Putin’s critics say the Kremlin is loose with the Nazi designation and uses it to win support from the public against adversaries.
TRENDPOST: The Trends Journal has long noted the link between top Ukrainian officials and neo-Nazis. (See “TOP UKRAINIAN AMBASSADOR: HEIL HITLER.”)
Stepan Bandera, a Ukrainian nationalist leader who Wikipedia notes lead “the militant wing (OUN-B), served as head of the Organization of Ukrainian Nationalists, organization responsible for massacres and ethnic cleansings, also implicated in collaboration with Nazi Germany.”

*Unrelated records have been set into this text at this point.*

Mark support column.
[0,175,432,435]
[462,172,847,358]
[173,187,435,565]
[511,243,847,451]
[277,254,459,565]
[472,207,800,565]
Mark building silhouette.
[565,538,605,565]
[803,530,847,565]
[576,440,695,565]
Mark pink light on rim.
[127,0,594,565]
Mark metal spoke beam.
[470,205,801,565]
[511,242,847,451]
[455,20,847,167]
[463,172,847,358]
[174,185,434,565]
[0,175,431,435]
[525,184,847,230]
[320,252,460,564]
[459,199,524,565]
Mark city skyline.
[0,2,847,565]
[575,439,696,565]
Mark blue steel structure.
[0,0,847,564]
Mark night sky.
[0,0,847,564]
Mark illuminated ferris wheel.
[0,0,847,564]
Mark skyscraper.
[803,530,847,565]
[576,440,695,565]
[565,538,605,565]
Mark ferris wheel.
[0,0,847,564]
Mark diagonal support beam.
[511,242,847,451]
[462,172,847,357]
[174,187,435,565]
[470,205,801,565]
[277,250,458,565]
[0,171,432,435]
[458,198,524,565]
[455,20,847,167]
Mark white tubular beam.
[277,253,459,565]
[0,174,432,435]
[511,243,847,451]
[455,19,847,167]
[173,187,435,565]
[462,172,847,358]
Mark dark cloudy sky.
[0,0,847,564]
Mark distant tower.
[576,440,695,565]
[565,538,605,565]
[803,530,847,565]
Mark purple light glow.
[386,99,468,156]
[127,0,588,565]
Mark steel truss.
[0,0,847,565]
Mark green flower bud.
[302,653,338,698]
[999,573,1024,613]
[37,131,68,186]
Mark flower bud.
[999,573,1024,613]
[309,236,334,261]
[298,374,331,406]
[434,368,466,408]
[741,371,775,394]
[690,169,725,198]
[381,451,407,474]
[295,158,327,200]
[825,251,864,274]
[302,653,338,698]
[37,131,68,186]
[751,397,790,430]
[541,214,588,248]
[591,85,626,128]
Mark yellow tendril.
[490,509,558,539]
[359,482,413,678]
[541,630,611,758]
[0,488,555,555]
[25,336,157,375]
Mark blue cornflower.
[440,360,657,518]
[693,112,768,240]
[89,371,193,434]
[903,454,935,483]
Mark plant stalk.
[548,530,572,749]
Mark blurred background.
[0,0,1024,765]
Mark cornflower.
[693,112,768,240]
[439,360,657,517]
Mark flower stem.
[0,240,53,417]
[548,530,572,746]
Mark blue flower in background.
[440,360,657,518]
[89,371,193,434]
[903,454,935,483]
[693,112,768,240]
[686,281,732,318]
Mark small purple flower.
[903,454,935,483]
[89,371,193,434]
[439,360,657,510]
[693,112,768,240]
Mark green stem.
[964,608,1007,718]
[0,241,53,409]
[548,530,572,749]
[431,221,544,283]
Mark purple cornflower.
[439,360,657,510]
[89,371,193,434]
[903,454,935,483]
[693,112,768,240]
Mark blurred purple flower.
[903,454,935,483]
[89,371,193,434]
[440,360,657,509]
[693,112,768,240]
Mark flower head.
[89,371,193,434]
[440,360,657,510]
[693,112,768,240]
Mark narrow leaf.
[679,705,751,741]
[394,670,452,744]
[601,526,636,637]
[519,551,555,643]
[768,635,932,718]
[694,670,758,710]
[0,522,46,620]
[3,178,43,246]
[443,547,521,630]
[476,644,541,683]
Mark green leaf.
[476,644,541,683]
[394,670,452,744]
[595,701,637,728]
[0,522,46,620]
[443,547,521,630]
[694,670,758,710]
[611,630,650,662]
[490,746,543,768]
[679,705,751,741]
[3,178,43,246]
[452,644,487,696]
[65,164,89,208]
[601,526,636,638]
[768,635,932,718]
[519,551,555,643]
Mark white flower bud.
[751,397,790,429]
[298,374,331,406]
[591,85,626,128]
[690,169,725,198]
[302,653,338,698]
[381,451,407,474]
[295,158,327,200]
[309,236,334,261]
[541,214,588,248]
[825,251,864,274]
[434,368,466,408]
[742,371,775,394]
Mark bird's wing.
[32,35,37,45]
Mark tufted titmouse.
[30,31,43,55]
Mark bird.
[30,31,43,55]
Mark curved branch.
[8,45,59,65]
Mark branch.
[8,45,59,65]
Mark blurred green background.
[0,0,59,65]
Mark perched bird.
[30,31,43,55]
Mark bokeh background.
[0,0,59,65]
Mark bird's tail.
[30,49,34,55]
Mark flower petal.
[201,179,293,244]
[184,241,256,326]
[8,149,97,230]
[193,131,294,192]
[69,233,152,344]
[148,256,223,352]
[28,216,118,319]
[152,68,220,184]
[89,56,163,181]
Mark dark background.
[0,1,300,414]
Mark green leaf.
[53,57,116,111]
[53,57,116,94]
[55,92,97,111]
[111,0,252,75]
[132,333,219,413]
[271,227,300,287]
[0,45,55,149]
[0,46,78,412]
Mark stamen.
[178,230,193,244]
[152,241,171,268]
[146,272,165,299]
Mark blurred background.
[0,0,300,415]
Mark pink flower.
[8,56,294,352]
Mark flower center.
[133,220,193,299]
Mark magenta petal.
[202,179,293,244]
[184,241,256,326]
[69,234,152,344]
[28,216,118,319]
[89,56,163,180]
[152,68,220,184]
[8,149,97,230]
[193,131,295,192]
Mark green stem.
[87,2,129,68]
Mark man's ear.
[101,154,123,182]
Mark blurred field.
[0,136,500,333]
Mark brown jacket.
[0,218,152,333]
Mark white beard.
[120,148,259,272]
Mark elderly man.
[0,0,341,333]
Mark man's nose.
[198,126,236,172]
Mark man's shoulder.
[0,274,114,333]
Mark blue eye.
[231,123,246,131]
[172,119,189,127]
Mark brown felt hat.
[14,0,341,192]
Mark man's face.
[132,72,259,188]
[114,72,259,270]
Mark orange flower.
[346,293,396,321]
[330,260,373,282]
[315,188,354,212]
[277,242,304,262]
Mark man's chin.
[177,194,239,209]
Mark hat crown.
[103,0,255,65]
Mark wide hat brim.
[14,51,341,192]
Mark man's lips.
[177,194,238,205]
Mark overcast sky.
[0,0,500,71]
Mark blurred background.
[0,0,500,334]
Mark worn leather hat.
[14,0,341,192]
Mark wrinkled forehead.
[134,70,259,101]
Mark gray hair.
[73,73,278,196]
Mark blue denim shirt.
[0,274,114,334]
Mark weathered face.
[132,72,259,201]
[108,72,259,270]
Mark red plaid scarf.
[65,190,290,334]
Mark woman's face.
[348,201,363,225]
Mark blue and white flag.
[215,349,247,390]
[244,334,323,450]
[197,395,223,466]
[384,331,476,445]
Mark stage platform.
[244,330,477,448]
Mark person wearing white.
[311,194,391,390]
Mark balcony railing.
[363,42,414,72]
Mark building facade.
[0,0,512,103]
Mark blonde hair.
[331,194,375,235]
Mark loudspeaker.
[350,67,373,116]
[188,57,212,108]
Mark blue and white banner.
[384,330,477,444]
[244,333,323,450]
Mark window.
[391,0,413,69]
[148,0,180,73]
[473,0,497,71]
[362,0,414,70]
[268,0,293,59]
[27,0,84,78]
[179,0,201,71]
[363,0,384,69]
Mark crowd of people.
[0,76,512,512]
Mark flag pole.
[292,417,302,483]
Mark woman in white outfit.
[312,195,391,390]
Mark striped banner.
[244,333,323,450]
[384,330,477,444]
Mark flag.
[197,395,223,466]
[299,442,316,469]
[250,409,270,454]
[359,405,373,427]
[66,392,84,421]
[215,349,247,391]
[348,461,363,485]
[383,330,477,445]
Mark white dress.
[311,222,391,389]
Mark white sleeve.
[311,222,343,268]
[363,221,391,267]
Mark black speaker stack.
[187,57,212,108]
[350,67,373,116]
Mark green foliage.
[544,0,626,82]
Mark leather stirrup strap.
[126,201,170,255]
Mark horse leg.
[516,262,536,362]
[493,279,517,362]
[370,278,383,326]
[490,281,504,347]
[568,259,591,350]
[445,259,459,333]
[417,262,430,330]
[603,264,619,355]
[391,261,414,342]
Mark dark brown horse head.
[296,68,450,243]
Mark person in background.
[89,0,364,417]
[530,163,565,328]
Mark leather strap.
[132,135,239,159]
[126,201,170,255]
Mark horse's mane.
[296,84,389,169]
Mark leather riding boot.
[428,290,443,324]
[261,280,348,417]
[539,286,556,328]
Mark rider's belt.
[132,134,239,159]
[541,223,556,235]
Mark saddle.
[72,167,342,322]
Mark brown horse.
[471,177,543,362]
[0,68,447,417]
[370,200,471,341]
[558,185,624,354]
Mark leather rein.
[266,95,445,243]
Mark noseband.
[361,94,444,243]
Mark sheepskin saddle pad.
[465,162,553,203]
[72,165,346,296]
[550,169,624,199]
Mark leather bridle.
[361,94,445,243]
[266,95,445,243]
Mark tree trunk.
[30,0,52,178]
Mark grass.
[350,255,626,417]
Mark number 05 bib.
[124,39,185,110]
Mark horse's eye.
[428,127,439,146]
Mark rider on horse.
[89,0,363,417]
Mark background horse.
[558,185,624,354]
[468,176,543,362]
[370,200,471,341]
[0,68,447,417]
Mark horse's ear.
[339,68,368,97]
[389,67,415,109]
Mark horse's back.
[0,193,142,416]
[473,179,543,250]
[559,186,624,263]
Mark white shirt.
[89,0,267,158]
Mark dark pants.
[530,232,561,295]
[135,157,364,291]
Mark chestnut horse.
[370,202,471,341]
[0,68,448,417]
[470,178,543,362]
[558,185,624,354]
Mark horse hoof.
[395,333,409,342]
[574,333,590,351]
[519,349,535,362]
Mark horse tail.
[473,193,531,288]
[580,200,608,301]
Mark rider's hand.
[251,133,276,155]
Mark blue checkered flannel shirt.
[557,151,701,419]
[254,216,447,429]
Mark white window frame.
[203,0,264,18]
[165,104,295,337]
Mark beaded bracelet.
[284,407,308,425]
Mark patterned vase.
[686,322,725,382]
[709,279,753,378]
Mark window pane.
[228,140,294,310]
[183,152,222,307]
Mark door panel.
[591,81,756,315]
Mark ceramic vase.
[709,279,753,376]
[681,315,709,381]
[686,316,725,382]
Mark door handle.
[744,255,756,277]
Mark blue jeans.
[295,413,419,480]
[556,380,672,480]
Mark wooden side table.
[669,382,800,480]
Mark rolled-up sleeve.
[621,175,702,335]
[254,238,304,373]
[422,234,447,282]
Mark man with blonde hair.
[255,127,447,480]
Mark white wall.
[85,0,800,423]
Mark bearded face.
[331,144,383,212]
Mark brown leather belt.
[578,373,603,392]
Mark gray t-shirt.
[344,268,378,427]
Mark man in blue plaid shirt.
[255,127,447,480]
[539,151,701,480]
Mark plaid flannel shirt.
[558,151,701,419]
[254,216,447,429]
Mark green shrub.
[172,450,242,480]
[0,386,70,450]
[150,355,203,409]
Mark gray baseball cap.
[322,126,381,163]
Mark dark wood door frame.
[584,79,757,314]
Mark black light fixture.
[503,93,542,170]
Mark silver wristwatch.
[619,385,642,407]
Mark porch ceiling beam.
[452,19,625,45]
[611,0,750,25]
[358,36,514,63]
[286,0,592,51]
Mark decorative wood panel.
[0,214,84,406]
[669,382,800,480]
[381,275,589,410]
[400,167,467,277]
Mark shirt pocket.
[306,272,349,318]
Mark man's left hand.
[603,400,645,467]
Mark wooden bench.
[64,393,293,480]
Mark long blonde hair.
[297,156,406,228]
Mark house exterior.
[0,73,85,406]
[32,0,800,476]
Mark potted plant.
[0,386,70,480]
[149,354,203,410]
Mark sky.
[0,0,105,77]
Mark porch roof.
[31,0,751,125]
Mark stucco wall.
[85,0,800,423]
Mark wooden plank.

Bandera was killed six decades ago by Soviet intelligence agents and is viewed as a father figure by some Ukrainians.
We’ve also reported on Ukraine’s Azov Battalion, which Russia says is made up of neo-Nazis. (See “UKRAINE’S AZOV BATTALION: ‘NAZI’S OR ‘FAR-RIGHT? DON’T CALL A SPADE A SPADE.”)
The Azov Battalion formed in May 2014—shortly after Crimean’s voted to leave Ukraine and go Russian—was comprised of civilian volunteers from neo-Nazi groups who faced off against Russian separatists in places like Donbas. The battalion was one of the reasons that Putin said he invaded the country. He said he wanted to “demilitarize and de-Nazify Ukraine.”